Cuento
Soledad, compañera de ausencia ensangrentada. Silencio ensordecedor de mi alma.
No siempre fue así. De niño la vida brillaba, fueran días de lluvia o sol que abrasara.
Fue cuando poco antes de mi doceavo cumpleaños se acercó a mí un perro en la calle. No pude evitarlo. Murió ante mi mente, atropellado. Lloraban. Grité. Perdí el sentido. Desperté rodeado de gente extraña, estupefacta.
Me adelanté a lo que en ese momento pasaba.
Mi padre me consolaba. Lloraba. No podía contener mi llanto. Mi madre, dos pasos atrás me miraba con espanto tapando su boca con las dos manos.
Ese día supe que algo malo pasaba.
No lo sabía cierto, pero intuía que el mundo cambiaba. Ya no amanecía tras una noche grata. Si estaba oscuro, me acurrucaba en el ángulo de la pared en que las paredes se juntaban. Hiciera frío o calor, yo temblaba.
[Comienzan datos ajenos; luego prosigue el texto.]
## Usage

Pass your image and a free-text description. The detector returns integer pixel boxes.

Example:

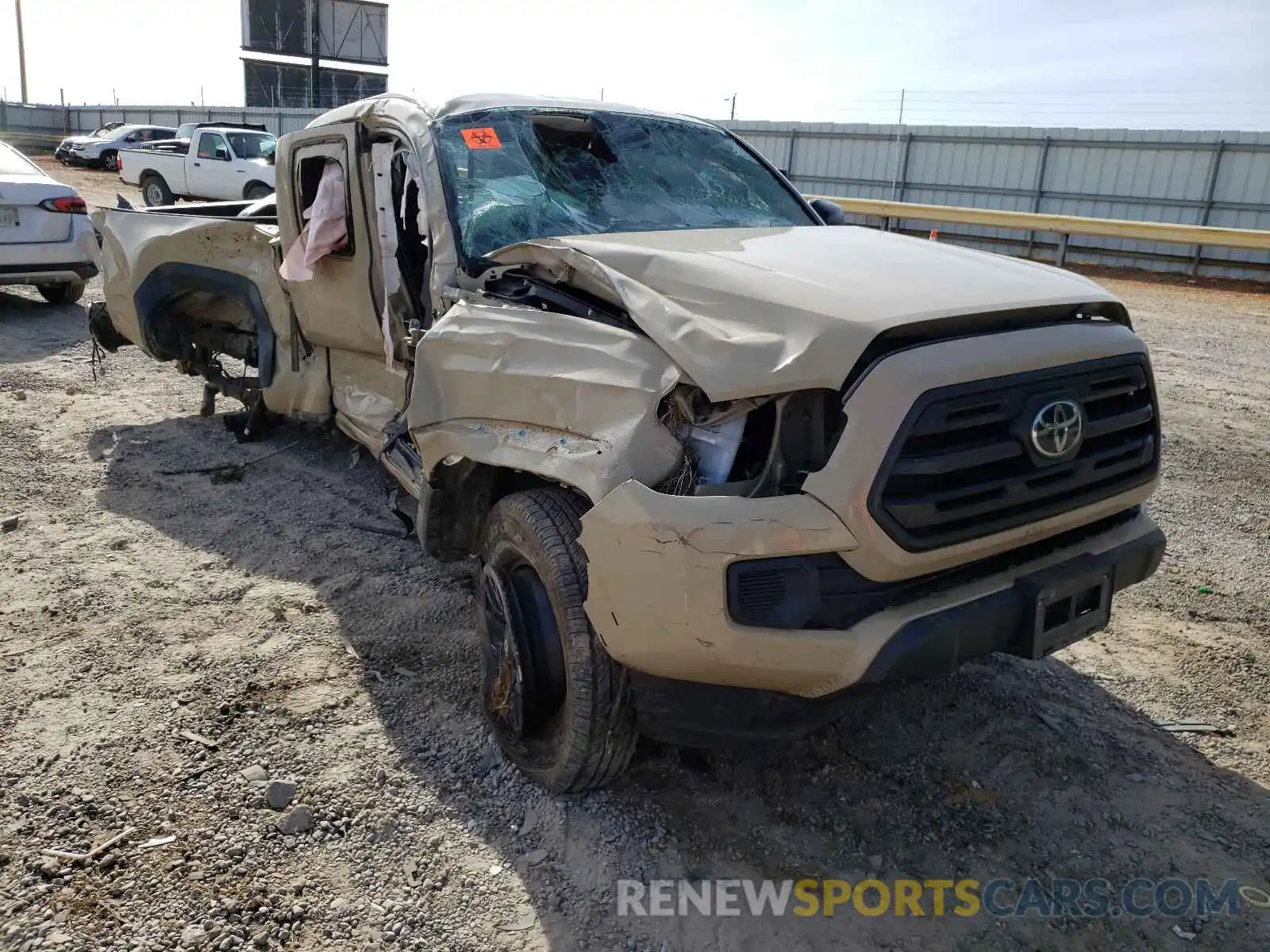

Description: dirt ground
[0,163,1270,952]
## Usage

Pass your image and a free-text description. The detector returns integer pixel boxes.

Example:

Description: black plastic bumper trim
[631,528,1166,747]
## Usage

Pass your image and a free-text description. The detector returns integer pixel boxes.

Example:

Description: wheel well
[132,262,275,387]
[414,459,586,562]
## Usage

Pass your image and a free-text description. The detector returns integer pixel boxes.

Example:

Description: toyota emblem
[1031,400,1084,459]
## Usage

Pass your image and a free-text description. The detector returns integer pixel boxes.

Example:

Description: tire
[141,171,176,208]
[36,281,84,305]
[476,489,639,793]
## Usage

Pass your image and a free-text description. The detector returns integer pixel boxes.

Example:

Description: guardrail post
[1024,136,1050,258]
[1191,138,1226,278]
[883,132,913,231]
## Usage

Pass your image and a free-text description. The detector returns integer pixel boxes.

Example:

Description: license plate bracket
[1016,562,1113,658]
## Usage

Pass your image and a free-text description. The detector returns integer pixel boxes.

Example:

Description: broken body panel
[87,97,1164,751]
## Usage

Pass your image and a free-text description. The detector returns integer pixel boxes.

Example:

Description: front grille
[868,355,1160,552]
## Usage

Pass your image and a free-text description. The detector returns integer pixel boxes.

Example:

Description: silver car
[53,123,176,171]
[0,142,100,305]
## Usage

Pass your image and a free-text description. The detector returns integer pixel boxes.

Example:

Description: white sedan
[0,142,100,305]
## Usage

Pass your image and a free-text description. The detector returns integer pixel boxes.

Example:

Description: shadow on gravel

Me alejé del mundo. Si hubiera podido borrar mi cara a los que conmigo se cruzaban…
Volvió a ocurrir. Fue ese niño que huía en un juego infantil.
_ A que no me pillas.
Chocó conmigo. Me arrodillé a sus pies.
De nuevo, lo vi. Muerte que atravesaba.
Cuando volví en mí, convulsionaba. El niño lloraba. Asustado me miraba mientras una mujer de él tiraba.